Problem Overview
The objective was to analyze thousands of restaurant invoices from major suppliers like Gordon Food Service (GFS) and Sysco. The project faced several structural challenges:
- Fragmented PDF Layouts: Multiple invoices often existed within a single PDF file, while single invoices frequently spanned multiple pages.
- Transaction Variety: The system had to distinguish between standard sales invoices and credit returns.
- Granular Extraction: Required high-fidelity parsing of seller/buyer metadata, dates, invoice numbers, and line-item details (SKU, quantity, unit price, and descriptions).
- Lifecycle Management: The architecture needed to support three distinct modes: processing new arrivals, re-parsing existing data, and bulk-processing archived documents.
Architecture & Workflow
- Ingestion Layer: An S3 bucket serves as the landing zone. A
putevent triggers a message to an SQS queue, ensuring a decoupled and resilient ingestion flow. - Orchestration Layer: SQS buffers document pointers, protecting the system from spikes in document volume and allowing for easy retries.
- Processing Layer (Parser Lambda):
- Triggered by SQS to process individual documents.

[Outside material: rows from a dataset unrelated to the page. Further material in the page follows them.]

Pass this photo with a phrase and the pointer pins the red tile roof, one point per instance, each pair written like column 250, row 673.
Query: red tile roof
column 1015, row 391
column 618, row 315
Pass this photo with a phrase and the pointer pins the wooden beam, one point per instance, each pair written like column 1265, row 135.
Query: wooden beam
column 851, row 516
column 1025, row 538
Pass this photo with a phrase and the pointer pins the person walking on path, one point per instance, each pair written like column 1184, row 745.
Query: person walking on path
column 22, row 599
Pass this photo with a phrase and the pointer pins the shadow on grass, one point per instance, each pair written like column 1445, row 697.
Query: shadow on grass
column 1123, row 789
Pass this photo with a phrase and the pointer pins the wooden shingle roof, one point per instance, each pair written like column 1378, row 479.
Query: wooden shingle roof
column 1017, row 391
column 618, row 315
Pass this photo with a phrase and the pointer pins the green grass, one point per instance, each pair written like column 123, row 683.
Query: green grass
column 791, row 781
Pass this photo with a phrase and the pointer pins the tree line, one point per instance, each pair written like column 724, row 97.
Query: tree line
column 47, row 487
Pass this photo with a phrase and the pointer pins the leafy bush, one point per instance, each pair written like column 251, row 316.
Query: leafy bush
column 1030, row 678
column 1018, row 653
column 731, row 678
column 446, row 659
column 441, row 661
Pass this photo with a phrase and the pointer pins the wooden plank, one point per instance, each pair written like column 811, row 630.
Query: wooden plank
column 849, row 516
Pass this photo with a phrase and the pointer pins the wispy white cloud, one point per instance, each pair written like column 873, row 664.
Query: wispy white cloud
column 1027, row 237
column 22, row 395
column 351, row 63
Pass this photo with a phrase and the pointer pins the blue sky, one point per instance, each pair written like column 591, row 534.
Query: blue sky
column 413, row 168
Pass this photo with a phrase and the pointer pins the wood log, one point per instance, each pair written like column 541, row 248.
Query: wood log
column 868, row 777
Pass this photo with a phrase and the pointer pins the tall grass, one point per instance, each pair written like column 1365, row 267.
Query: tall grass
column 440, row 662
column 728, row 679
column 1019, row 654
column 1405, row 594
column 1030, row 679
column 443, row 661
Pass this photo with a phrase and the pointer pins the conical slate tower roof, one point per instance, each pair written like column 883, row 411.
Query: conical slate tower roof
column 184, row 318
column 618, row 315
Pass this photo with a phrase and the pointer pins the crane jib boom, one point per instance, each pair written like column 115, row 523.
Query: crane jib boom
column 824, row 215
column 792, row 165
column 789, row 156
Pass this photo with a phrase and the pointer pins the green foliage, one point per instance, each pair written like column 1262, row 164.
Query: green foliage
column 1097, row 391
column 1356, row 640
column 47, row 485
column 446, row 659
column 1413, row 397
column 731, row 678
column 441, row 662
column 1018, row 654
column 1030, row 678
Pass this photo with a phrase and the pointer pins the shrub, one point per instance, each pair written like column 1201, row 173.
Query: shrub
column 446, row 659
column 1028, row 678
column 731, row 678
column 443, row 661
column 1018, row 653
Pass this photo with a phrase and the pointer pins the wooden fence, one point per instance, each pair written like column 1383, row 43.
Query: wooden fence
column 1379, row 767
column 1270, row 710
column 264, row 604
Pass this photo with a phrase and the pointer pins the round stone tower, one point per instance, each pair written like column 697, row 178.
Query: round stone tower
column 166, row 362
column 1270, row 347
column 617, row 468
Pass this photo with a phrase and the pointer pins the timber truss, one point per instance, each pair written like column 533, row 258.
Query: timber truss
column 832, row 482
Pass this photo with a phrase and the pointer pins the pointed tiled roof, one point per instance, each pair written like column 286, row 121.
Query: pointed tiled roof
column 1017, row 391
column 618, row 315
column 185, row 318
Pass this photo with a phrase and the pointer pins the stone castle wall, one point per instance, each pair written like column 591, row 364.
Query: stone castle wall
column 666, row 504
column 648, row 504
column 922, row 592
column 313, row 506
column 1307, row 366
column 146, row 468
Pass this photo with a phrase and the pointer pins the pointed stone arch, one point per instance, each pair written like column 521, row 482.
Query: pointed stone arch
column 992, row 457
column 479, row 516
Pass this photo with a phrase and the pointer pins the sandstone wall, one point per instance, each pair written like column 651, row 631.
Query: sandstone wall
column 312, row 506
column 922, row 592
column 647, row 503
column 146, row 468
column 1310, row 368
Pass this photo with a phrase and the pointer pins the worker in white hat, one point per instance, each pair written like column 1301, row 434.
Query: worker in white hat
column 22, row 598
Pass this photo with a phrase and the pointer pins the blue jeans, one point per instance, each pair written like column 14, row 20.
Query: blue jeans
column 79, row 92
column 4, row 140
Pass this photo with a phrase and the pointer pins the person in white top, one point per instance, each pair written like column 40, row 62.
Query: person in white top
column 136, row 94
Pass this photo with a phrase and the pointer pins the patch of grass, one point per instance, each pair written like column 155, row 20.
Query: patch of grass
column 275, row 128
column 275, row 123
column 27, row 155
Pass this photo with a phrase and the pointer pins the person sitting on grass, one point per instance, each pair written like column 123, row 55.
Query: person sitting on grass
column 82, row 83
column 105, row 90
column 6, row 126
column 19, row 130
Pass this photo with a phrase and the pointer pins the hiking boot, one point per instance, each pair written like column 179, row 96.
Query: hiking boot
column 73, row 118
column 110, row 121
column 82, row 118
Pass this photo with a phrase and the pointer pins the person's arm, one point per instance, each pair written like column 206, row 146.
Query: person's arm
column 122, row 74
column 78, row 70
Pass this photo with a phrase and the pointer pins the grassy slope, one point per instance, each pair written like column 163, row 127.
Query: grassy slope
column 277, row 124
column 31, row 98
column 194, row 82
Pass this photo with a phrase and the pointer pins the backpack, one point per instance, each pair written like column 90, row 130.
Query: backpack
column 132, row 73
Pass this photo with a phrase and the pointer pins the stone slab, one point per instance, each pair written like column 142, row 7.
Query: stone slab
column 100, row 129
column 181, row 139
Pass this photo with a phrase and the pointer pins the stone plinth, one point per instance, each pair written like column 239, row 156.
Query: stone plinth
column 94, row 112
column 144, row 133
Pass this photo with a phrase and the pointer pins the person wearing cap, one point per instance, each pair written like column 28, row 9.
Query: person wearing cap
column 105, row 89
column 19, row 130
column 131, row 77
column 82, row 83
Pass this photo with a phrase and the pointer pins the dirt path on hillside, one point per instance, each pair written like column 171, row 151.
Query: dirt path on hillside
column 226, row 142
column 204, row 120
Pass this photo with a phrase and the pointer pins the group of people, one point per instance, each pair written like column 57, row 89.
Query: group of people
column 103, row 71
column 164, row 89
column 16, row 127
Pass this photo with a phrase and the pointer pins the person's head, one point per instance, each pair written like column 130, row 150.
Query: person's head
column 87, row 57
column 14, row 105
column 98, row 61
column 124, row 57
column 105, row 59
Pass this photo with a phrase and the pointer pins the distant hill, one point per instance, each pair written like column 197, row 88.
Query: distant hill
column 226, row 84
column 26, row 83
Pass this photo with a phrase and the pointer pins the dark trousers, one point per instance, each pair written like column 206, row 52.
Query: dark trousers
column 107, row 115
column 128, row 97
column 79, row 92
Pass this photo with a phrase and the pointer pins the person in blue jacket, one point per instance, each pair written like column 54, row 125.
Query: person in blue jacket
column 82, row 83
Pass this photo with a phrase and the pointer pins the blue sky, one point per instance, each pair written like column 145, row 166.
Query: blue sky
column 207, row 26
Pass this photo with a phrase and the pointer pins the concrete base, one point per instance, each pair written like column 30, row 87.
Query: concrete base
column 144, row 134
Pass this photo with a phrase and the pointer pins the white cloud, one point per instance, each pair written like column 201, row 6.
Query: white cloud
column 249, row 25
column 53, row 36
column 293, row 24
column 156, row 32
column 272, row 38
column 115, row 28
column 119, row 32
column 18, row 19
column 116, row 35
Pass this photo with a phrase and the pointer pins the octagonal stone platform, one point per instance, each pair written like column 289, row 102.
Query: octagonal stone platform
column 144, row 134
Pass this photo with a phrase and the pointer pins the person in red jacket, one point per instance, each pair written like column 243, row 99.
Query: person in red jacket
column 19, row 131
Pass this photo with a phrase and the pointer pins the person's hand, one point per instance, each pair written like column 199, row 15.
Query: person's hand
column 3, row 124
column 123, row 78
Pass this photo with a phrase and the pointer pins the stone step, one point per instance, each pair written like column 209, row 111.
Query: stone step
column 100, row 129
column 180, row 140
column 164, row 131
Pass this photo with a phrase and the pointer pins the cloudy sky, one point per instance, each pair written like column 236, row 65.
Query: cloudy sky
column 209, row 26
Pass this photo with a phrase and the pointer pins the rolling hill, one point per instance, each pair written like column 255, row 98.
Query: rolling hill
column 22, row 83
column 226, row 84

- Outputs parsed data to DynamoDB using a Composite Key strategy (
PK: supplier-name:invoice-number) to ensure uniqueness and prevent duplicates.
- Extraction Layer (Export Lambda): A secondary function that aggregates parsed records from DynamoDB and exports them back to S3 as multi-object JSON files for downstream analytics.
Technical Implementation of the Parser
- Runtime: Built with Node.js (TypeScript) to leverage lightweight PDF parsing dependencies, ensuring low cold-start latency.
- Configuration-Driven Design: Implemented a per-supplier configuration schema. This defines field locations, regex patterns, and formatting rules, allowing the engine to scale to new suppliers without changing the core logic.
- State Logic: The parser is designed to handle the "stitching" of multi-page invoices and the "splitting" of bulk PDF files by identifying header and footer markers dynamically.
Technologies Used
- Cloud: AWS (S3, SQS, Lambda, DynamoDB).
- Runtime: Node.js, TypeScript.
- Data Strategy: Single Table Design, Config-driven ETL.
Role
Lead Architect & Backend Developer